Other novels written by king deal with the same or similar motives. “Salem’s Lot” diminishes the population of a small town until basically all inhabitants are vampires. (Which really is a stupid idea – whom are they supposed to live off afterwards?) Pennywise in “It” lives underneath a town, killing children in more or less regular intervals, but it takes a long time before someone (children who fight him twice in their lives) finally realizes what happens. In “Cycle of the Werewolf” (at least I think that’s the title – the German one would translate into “Year of the Werewolf”) it takes twelve months until the werewolf is found and killed – which is a relief, even to the creature itself.
It’s not the big cities, King tells us over and over again, which we should fear. Even with all the crimes happening there, they’re still harmless, compared to what lurks underneath the surface of the peaceful, little town people want to live in.
Of course, that is what we fear most, isn’t it?
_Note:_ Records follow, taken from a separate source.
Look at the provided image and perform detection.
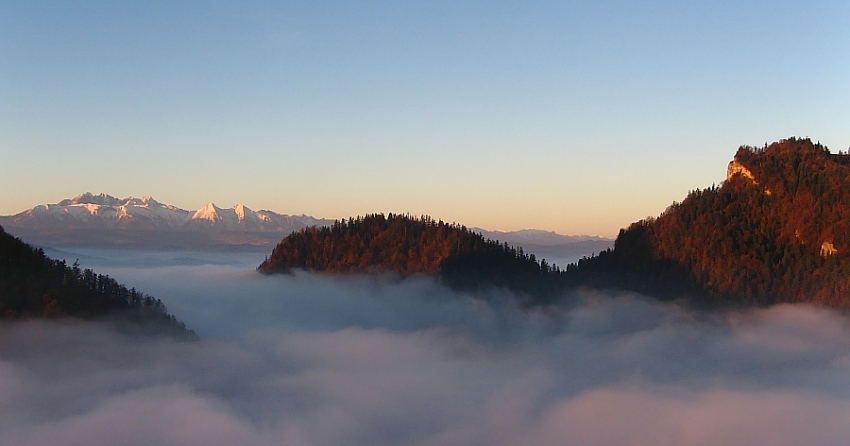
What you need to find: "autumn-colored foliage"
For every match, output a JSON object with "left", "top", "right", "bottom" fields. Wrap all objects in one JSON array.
[
  {"left": 260, "top": 138, "right": 850, "bottom": 308},
  {"left": 258, "top": 213, "right": 562, "bottom": 300},
  {"left": 576, "top": 137, "right": 850, "bottom": 306}
]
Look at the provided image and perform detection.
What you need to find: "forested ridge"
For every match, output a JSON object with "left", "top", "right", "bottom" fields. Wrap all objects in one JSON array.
[
  {"left": 258, "top": 214, "right": 563, "bottom": 300},
  {"left": 574, "top": 137, "right": 850, "bottom": 306},
  {"left": 0, "top": 225, "right": 197, "bottom": 339},
  {"left": 259, "top": 138, "right": 850, "bottom": 308}
]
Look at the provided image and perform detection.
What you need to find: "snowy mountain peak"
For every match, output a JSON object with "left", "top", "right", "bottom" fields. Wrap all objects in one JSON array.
[
  {"left": 233, "top": 203, "right": 253, "bottom": 221},
  {"left": 192, "top": 203, "right": 224, "bottom": 223},
  {"left": 0, "top": 194, "right": 339, "bottom": 249},
  {"left": 56, "top": 193, "right": 169, "bottom": 209},
  {"left": 123, "top": 196, "right": 162, "bottom": 207},
  {"left": 0, "top": 194, "right": 609, "bottom": 257},
  {"left": 59, "top": 192, "right": 124, "bottom": 207}
]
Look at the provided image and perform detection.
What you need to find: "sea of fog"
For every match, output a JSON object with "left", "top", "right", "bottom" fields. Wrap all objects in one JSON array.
[{"left": 3, "top": 248, "right": 850, "bottom": 445}]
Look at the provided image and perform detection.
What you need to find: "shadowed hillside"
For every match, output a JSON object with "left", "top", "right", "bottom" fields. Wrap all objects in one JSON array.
[{"left": 0, "top": 225, "right": 197, "bottom": 339}]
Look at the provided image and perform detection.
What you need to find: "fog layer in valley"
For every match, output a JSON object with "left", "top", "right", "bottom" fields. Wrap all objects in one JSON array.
[{"left": 3, "top": 250, "right": 850, "bottom": 445}]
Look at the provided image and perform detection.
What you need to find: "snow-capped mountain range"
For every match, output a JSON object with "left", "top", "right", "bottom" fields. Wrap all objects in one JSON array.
[
  {"left": 2, "top": 193, "right": 332, "bottom": 232},
  {"left": 0, "top": 193, "right": 613, "bottom": 260},
  {"left": 0, "top": 193, "right": 336, "bottom": 250}
]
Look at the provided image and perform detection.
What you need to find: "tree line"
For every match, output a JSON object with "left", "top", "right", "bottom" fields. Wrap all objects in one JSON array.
[
  {"left": 258, "top": 213, "right": 564, "bottom": 301},
  {"left": 573, "top": 138, "right": 850, "bottom": 306},
  {"left": 258, "top": 138, "right": 850, "bottom": 308},
  {"left": 0, "top": 225, "right": 196, "bottom": 338}
]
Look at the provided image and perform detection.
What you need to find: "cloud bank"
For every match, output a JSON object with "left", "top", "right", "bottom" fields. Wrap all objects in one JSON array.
[{"left": 3, "top": 252, "right": 850, "bottom": 445}]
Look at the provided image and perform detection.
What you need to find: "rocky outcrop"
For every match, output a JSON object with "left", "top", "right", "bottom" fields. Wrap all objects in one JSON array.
[
  {"left": 821, "top": 241, "right": 838, "bottom": 257},
  {"left": 726, "top": 159, "right": 757, "bottom": 184}
]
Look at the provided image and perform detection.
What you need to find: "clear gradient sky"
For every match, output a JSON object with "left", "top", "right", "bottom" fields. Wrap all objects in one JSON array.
[{"left": 2, "top": 1, "right": 848, "bottom": 237}]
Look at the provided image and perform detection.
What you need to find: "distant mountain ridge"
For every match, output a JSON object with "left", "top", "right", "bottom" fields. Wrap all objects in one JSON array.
[
  {"left": 0, "top": 193, "right": 336, "bottom": 250},
  {"left": 7, "top": 192, "right": 331, "bottom": 231},
  {"left": 474, "top": 228, "right": 610, "bottom": 245},
  {"left": 473, "top": 228, "right": 613, "bottom": 267},
  {"left": 1, "top": 194, "right": 611, "bottom": 258}
]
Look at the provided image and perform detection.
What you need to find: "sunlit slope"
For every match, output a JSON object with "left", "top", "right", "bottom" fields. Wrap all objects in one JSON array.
[
  {"left": 574, "top": 137, "right": 850, "bottom": 306},
  {"left": 259, "top": 138, "right": 850, "bottom": 307},
  {"left": 258, "top": 214, "right": 564, "bottom": 300}
]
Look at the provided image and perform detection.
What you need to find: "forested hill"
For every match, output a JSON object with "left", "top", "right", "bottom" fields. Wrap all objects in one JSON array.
[
  {"left": 258, "top": 138, "right": 850, "bottom": 307},
  {"left": 572, "top": 137, "right": 850, "bottom": 306},
  {"left": 258, "top": 214, "right": 563, "bottom": 300},
  {"left": 0, "top": 225, "right": 197, "bottom": 339}
]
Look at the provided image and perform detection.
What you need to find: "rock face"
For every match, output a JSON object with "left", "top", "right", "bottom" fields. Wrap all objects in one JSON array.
[
  {"left": 727, "top": 159, "right": 757, "bottom": 183},
  {"left": 821, "top": 241, "right": 838, "bottom": 257}
]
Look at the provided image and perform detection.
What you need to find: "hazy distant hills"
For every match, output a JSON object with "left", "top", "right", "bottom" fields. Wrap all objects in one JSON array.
[
  {"left": 473, "top": 228, "right": 613, "bottom": 267},
  {"left": 0, "top": 193, "right": 612, "bottom": 259},
  {"left": 575, "top": 137, "right": 850, "bottom": 306}
]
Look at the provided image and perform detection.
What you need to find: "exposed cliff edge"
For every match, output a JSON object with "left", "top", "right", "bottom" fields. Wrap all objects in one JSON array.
[{"left": 726, "top": 159, "right": 757, "bottom": 184}]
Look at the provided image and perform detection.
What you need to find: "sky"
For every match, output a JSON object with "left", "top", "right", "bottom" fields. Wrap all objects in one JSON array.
[
  {"left": 2, "top": 1, "right": 848, "bottom": 237},
  {"left": 4, "top": 250, "right": 850, "bottom": 445}
]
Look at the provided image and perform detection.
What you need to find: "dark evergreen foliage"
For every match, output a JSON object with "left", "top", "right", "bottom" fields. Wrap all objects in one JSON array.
[
  {"left": 258, "top": 213, "right": 564, "bottom": 302},
  {"left": 574, "top": 137, "right": 850, "bottom": 306},
  {"left": 0, "top": 225, "right": 197, "bottom": 339},
  {"left": 258, "top": 138, "right": 850, "bottom": 308}
]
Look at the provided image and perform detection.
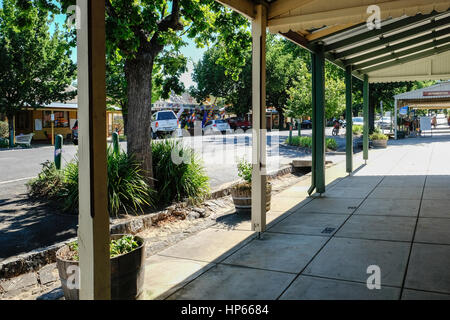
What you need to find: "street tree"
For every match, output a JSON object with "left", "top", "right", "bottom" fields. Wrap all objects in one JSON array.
[
  {"left": 0, "top": 0, "right": 76, "bottom": 147},
  {"left": 59, "top": 0, "right": 249, "bottom": 184}
]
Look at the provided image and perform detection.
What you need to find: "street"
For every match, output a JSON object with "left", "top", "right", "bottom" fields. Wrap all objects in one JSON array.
[{"left": 0, "top": 127, "right": 344, "bottom": 190}]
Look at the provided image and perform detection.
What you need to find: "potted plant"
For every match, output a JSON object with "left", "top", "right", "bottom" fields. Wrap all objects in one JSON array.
[
  {"left": 370, "top": 130, "right": 389, "bottom": 148},
  {"left": 56, "top": 234, "right": 145, "bottom": 300},
  {"left": 230, "top": 158, "right": 271, "bottom": 215}
]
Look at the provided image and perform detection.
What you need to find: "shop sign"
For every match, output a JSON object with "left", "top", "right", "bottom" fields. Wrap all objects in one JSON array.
[{"left": 423, "top": 91, "right": 450, "bottom": 96}]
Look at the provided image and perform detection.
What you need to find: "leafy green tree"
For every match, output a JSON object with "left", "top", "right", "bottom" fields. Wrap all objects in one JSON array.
[
  {"left": 286, "top": 60, "right": 346, "bottom": 121},
  {"left": 190, "top": 45, "right": 252, "bottom": 116},
  {"left": 0, "top": 0, "right": 76, "bottom": 147},
  {"left": 58, "top": 0, "right": 249, "bottom": 183}
]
We know we’re not safe in the big cities, we know it’s dangerous, living there. We know about the dangerous areas (the ‘no-go areas’, as they’re called today). We know we have to be careful.
But what about the small towns, the places we know from the happy, positive family series? What about the places everyone wants to live in? The places people know each other, care about each other? That’s where we let our guards down. That’s where we think we’re safe. That’s where we become careless. And that’s where we’re vulnerable.
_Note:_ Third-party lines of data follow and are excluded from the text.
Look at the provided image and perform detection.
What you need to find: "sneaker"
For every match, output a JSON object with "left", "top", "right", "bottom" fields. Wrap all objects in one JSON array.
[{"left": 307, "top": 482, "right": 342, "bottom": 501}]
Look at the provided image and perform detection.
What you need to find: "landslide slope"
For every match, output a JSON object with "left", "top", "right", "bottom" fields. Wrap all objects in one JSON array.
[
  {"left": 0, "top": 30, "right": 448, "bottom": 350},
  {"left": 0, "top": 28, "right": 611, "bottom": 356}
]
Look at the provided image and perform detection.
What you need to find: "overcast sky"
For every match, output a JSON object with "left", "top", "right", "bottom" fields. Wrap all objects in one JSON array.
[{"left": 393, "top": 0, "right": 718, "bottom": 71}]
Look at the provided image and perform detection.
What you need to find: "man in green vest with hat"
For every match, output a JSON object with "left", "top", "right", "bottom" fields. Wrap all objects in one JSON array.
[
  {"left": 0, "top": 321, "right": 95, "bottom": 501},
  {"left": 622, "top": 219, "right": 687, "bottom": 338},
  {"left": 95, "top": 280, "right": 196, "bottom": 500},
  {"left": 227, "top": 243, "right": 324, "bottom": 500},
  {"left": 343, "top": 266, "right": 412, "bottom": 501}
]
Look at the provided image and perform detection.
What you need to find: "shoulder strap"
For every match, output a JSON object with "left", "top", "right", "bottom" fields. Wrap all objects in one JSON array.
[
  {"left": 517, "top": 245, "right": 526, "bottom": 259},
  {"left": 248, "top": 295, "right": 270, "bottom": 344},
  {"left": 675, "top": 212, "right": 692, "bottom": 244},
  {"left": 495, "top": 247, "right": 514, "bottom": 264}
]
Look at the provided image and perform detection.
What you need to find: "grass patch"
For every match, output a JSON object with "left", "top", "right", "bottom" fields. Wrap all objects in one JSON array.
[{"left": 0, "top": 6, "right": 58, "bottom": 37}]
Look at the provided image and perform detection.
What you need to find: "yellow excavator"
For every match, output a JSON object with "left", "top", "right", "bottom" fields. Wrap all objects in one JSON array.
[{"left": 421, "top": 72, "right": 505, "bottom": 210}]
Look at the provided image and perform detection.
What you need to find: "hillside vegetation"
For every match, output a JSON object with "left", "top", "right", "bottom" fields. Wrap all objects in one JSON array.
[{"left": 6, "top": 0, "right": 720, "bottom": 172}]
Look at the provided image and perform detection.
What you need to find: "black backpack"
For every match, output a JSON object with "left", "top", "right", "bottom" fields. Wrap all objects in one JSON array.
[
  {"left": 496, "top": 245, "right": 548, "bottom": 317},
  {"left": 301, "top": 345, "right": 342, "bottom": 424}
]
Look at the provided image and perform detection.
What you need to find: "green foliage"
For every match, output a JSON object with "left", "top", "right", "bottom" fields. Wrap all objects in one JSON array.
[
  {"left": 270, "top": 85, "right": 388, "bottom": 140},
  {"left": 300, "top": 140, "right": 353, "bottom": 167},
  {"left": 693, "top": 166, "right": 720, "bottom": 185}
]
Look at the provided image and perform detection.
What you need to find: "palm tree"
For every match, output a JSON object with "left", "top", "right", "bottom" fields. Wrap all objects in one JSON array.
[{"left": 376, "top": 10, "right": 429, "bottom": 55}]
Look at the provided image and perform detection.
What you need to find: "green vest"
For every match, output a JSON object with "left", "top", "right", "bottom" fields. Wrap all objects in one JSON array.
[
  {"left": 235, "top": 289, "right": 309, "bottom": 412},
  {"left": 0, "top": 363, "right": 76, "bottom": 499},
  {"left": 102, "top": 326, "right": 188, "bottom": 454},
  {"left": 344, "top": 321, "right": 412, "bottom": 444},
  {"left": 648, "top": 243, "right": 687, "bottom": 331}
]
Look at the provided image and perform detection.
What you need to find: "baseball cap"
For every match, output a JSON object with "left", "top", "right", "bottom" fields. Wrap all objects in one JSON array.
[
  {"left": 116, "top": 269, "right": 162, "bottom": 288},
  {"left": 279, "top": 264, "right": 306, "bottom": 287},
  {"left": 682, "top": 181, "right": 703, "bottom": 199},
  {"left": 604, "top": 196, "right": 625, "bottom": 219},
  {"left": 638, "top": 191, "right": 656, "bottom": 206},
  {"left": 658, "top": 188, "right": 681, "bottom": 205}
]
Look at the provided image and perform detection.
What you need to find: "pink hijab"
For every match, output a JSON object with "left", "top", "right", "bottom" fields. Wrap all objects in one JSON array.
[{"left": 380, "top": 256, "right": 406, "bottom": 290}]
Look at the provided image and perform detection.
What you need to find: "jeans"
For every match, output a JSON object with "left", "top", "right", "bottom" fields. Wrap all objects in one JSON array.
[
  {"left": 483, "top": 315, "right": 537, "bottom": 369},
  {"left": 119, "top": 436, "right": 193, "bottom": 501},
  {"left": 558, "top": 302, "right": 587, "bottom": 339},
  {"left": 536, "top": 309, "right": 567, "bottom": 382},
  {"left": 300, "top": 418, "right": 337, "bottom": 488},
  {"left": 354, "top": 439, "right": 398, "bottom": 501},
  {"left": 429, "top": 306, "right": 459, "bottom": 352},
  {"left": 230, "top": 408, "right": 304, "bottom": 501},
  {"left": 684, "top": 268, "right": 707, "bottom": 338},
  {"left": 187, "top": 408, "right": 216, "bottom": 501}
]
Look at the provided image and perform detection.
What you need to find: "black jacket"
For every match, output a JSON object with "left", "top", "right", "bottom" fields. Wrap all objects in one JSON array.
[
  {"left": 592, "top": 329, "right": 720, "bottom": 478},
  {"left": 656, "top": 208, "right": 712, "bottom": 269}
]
King’s stories work out that well, because deep inside we know that. We know not all the bad people live in the big cities. We know there’s crimes happening everywhere. Murder is not just something for the ‘boys from the hood’ who grow up in a society in which only violence and strength count. Murder does happen anywhere: among the poor, among the rich, among those from the middle-class. It’s done by men and women alike (though quite often in different ways).
The supernatural (or the occult ... whatever you prefer) serves as a way to make it more bearable for the reader, I think. It’s not just us humans, being ourselves. There is something evil out there (a demon, an ancient vampire, a monster, a werewolf ... whatever) and it is poised to destroy us. That’s why bad things happen in the stories.
But even if Gaunt (to return to the topic of this post) were a mere human, the story of “Needful things” would still work. It doesn’t take the supernatural to see through the cobweb of hate in a small town and set the people against each other. And it doesn’t take special powers to sell weapons to those people, once the hatred has grown enough.
“Needful things” is a nice story to read (or watch) ... provided you like horror stories. And it’s a wonderful study of the human behaviour that should not be underestimated simply because it comes in the form of a novel and not a scientific thesis.